Sunday, 7th October 2012

Categories: Sales Selling Tips

Author: Peter Barry

If you’re coming towards the end of a property renovation, you probably have a million and one things to think about – budgets, snagging, viewings, tax returns. But before you get carried away and rush to put the property on the market, it pays to take some time to think about how you want to show it.

Finish the job

Whilst you might think that as long as the flooring is down, the windows are fitted and there’s a working kitchen on site, your property is ready to hit the market. But potential buyers will look straight past the things that are finished, to those that aren’t. You might have splashed out on solid oak flooring and bespoke kitchen work surfaces but if the front garden is full of building equipment and half the doors are missing their handles, these are the first things that will be noted during viewings. In order to maximise the asking price and the ‘wow’ factor that comes with a high-spec refurbishment, you need to make sure that every last skirting board is painted and every cupboard door fits snugly and closes properly.

Dress to impress

It’s true that a freshly painted and carpeted house with a brand new kitchen and bathroom doesn’t need the addition of furniture to sell it. There won’t be any dodgy wine stains that need a last-minute cover with a huge rug, or cracks in the paintwork that bookshelves or cupboards will conceal. You want potential buyers to appreciate the workmanship and fine finish: to see the extent of the rooms and not to be swayed by other people’s taste in furnishings. However, there’s a lot to be said for hand-holding when it comes to having a vision for the property.

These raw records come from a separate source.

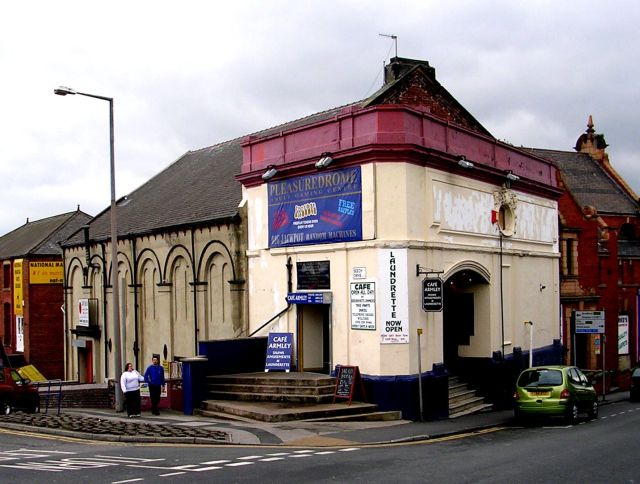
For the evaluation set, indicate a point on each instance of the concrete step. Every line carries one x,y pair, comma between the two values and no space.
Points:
284,411
483,407
271,389
456,387
465,405
388,416
274,379
270,397
461,395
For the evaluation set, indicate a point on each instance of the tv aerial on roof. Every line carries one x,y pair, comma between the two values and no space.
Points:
394,38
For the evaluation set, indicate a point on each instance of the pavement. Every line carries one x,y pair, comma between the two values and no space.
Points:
177,428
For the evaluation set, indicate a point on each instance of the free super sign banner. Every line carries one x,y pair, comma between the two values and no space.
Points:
320,208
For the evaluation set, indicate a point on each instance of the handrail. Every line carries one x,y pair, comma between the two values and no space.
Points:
48,393
268,322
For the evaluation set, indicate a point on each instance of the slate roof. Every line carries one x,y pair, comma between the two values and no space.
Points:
41,237
200,187
589,183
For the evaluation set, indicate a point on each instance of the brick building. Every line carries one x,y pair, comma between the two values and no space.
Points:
600,254
32,327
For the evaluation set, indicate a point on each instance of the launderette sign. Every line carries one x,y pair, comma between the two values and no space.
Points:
316,209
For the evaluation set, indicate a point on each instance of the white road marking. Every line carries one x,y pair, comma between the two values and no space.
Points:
210,468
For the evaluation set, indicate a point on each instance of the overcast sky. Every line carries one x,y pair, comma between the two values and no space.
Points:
189,74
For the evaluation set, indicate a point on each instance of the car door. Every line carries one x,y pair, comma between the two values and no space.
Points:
578,388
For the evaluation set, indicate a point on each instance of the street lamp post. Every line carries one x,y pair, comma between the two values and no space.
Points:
63,91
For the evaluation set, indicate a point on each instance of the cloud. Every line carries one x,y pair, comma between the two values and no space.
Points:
191,74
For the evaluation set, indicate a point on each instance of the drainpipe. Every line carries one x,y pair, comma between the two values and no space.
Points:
134,281
501,296
107,346
195,292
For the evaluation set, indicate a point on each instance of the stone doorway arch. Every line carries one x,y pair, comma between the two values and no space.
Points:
465,304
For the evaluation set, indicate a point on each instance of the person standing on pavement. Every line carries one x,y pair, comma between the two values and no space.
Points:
130,384
154,376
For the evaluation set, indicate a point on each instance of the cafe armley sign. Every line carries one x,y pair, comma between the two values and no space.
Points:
316,209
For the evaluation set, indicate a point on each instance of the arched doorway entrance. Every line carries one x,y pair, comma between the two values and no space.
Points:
465,303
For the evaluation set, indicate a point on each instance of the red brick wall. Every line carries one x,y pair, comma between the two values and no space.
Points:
44,329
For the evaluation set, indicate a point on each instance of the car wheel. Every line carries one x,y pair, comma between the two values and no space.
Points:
572,413
593,413
5,408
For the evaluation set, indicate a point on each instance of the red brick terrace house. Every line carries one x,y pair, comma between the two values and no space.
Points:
32,292
600,250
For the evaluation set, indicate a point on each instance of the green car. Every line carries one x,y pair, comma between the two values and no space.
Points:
554,391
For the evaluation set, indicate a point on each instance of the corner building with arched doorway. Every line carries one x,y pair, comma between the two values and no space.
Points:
351,209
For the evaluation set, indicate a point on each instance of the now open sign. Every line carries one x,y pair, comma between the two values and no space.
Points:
432,294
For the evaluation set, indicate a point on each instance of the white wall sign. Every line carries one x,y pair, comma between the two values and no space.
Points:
359,273
363,305
83,312
623,335
393,296
19,333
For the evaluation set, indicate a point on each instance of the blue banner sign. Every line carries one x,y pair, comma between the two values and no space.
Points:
279,348
316,209
309,298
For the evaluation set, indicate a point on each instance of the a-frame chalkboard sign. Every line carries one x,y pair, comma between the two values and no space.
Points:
348,382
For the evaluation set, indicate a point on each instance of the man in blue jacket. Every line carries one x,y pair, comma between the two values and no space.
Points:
154,376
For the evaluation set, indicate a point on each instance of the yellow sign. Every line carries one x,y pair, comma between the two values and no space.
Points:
30,372
46,272
17,287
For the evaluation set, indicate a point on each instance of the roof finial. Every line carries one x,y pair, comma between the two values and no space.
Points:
590,125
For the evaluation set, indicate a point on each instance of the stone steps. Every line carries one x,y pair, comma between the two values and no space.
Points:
464,400
274,412
282,397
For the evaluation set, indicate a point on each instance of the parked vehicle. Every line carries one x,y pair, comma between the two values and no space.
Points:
634,390
17,393
554,391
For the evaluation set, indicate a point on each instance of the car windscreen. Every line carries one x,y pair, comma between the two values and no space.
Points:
537,378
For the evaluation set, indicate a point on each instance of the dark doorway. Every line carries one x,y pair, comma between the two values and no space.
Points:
458,315
313,339
458,326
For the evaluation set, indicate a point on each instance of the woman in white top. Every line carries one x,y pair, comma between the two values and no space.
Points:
130,384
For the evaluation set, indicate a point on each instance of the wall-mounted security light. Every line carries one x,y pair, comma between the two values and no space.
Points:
511,176
324,161
270,173
464,163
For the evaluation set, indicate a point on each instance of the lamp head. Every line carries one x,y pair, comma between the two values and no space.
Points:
464,163
324,161
63,91
270,173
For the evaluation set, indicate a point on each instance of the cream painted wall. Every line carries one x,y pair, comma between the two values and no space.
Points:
443,222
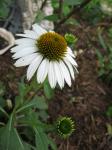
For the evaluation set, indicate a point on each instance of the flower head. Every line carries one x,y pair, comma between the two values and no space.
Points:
47,54
65,126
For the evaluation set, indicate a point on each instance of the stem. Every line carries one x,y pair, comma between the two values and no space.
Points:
73,11
60,8
43,4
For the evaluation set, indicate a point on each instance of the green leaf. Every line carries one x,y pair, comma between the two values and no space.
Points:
109,111
9,137
73,2
48,91
42,140
4,112
37,102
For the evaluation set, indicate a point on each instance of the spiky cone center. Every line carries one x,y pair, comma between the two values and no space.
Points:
52,46
65,126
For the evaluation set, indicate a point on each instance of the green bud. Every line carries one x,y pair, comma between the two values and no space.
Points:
70,38
65,126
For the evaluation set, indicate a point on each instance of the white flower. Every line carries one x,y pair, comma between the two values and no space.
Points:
47,54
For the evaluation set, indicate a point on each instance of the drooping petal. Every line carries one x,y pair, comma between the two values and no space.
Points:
69,51
29,34
51,75
66,73
21,46
24,52
71,60
26,60
59,75
70,68
38,29
42,70
25,41
33,66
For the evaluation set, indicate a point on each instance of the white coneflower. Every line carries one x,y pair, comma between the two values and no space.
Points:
48,54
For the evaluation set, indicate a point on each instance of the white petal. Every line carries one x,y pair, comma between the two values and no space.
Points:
59,75
38,29
33,66
25,41
70,52
29,34
26,60
70,68
66,73
51,75
21,46
42,70
24,52
71,60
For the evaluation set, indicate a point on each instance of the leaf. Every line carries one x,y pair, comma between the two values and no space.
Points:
73,2
109,111
4,112
9,137
37,102
42,140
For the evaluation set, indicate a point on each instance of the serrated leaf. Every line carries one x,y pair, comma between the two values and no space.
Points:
9,137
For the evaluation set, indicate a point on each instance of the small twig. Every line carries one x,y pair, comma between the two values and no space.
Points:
43,4
9,18
74,10
60,8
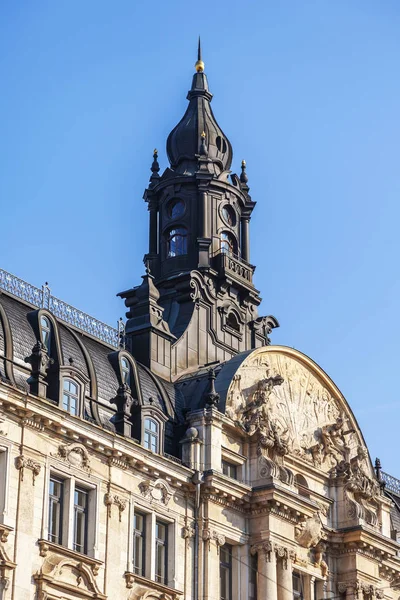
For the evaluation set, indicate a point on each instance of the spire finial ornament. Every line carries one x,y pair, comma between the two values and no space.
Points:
199,66
155,167
243,176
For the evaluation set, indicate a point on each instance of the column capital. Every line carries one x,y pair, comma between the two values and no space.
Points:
265,548
285,554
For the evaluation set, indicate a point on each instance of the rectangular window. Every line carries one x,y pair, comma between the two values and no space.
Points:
56,501
297,586
80,520
229,469
139,547
225,572
161,552
253,577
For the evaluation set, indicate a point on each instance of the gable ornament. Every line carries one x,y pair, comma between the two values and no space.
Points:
156,491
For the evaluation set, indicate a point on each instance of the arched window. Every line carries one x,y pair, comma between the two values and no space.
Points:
45,330
176,241
175,208
125,371
229,215
228,243
302,486
151,435
232,321
71,396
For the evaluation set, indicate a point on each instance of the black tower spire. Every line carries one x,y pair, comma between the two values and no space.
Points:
199,251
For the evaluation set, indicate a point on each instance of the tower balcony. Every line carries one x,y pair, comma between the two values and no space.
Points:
231,265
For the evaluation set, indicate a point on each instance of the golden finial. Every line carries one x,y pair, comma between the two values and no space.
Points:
199,66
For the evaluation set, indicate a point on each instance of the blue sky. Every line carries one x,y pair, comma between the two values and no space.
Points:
308,93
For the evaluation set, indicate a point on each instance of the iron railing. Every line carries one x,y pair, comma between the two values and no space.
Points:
392,484
42,298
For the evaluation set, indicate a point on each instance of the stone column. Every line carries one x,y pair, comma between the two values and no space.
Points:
266,565
284,571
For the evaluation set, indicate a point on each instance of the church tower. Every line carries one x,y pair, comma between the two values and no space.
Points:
197,304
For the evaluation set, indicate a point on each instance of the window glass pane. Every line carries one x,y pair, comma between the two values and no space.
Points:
55,510
80,520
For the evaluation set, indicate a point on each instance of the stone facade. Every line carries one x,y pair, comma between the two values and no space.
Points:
137,470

Room sizes and floor plans are all very well, but it can be hard to mentally arrange furniture in a completely empty room. Will all the bedrooms fit double beds and storage? Is the living room large enough to accommodate a three-seater sofa? Whilst you don’t want to detract from the final finish of the property, it is a good idea to give viewers a basic idea of how to use the space and a reassurance about what will fit into rooms.
If this is the case, then try to keep things simple by choosing a selection of neutral furniture. Also use your initiative; a very large bedroom will obviously fit a lot of furniture – it’s the smaller rooms that need an indication of scale. It can be as simple as a double bed in the smallest bedroom, or putting a dining table and chairs in an eat-in kitchen or dining area, to demonstrate its use and its size.

Think budget

Remember, any furniture you buy or rent for the purpose will not only come out of your profit, but you’ll also be left with it after the sale. Obviously, if you’re planning more renovation projects, or you own rental properties, you might be able to re-use the furniture; otherwise you will need to pay for storage or have to sell it. This makes it even more important to keep it simple and just include the bare necessities to give your viewers a few subtle ideas about how they might use the space.